History

Massachusetts
- Name: Bunker Hill
- Namesake: Battle of Bunker Hill
- Owner: Bartholomew Putnam and Jacob Ashton
- Commissioned: May 1778
- Home port: Salem, Massachusetts
- Captured: December 1778

Kingdom of Great Britain
- Name: HMS Surprize
- Acquired: October 1778 by capture
- Fate: Sold 1783

General characteristics
- Tons burthen: 222 63⁄94 (bm)
- Length: 96 ft 9 in (29.5 m) (gundeck); 80 ft 5+3⁄8 in (24.5 m) (keel);
- Beam: 22 ft 10 in (7.0 m)
- Depth of hold: 16 ft 10 in (5.1 m)
- Sail plan: Sloop
- Complement: Bunker Hill: 100; HMS Surprize: 125;
- Armament: Bunker Hill: 18-20 × 6-pounder guns; HMS Surprize: 18 × 6-pounder guns + 8 × 1⁄2-pounder swivel guns;

= Bunker Hill (1778 ship) =

Bunker Hill was a Massachusetts privateer sloop, first commissioned in 1778. She made two cruises, capturing three prizes, but during her second cruise the Royal Navy captured her at Saint Lucia. The Royal Navy took her into service as HMS Surprize. She served in the Caribbean, and was one of the two sloops that captured Essequibo and Demerara in March 1781. She sailed to Britain in late 1782 where the Navy sold her in 1783. The French Navy may have purchased her. If so, they sold her in 1789.

==Bunker Hill==
Bunker Hill, under the command of Edward Rolland, departed on her first cruise in mid-June 1778. She returned on 26 September, having captured one vessel, which was possibly the 50-ton (bm) brig Mary, Thomas Mallowney, master.

Commander Nicholas Ogelbe commissioned Bunker Hill on 27 October. On 2 December he sailed her from Salem, intending to cruise off Barbados. Two days out of port Bunker Hill captured the 100-ton (bm) schooner Delaware, Thomas Butler, master. She was sailing from Quebec to New York with a cargo of flour. Ogelbe sent her into Salem. Later, Bunker Hill captured a second vessel.

On 22 December Bunker Hill sailed into Grand Cul De Sac Bay, Saint Lucia at night. She had made an error in navigation and thought she was joining up with the French fleet under Count d'Estaing, which was anchored about a league away from the British fleet under Admiral Barrington that had captured St Lucia. In the morning she discovered that she was anchored within cannon-shot of the British.
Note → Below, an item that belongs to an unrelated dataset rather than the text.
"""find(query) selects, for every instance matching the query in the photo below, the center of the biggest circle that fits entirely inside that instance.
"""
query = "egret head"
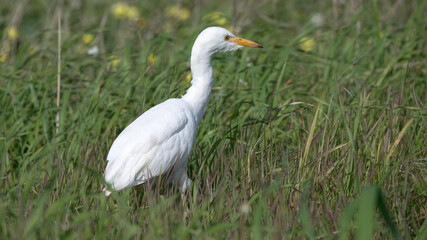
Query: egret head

Bunker Hill struck and the boats of Barrington's fleet took possession of her before any French vessel could intervene. Barrington decided to take her into service as she was a fast sailer and he had just been informed that the French had captured .

==HMS Surprize==
Admiral Barrington renamed Bunker Hill Surprize in recognition of the manner of her capture. The Royal Navy commissioned Surprize on 25 December 1778 with Barrington promoting Lieutenant James Brine, first lieutenant of into her as master and commander. Barrington paid £1017 7s 1 3/4d for Bunker Hill on 6 January 1779. He manned Surprize with 125 men. He also arranged an exchange of prisoners, the crew of Bunker Hill for the crew of Ceres.

On 3 April 1779 Surprize captured the Elizabeth.

In December 1779, Commander George Day replaced Brine. He sailed her to the Leeward Islands on 25 December.

On 27 February 1781 Surprize and (Commander Francis Pender), which Admiral Lord Rodney had sent from St Eustatius, appeared at Demerara. In March, the sloops accepted the surrender of "Colony of Demarary and the River Essequebo". Shortly before they arrived, six British privateers had raided Essequibo and Demerara, captured sixteen Dutch ships, and forced the de facto surrender of the colonies.

Around April 1782 Commander William Miller replaced Day. In August Surprize was at Antigua being coppered.

==Fate==
The Navy paid off Surprize in November 1782. It then sold her on 16 January 1783 for £550.

The French may have purchased her with her becoming the Surprise, which was broken up at Rochefort in 1789.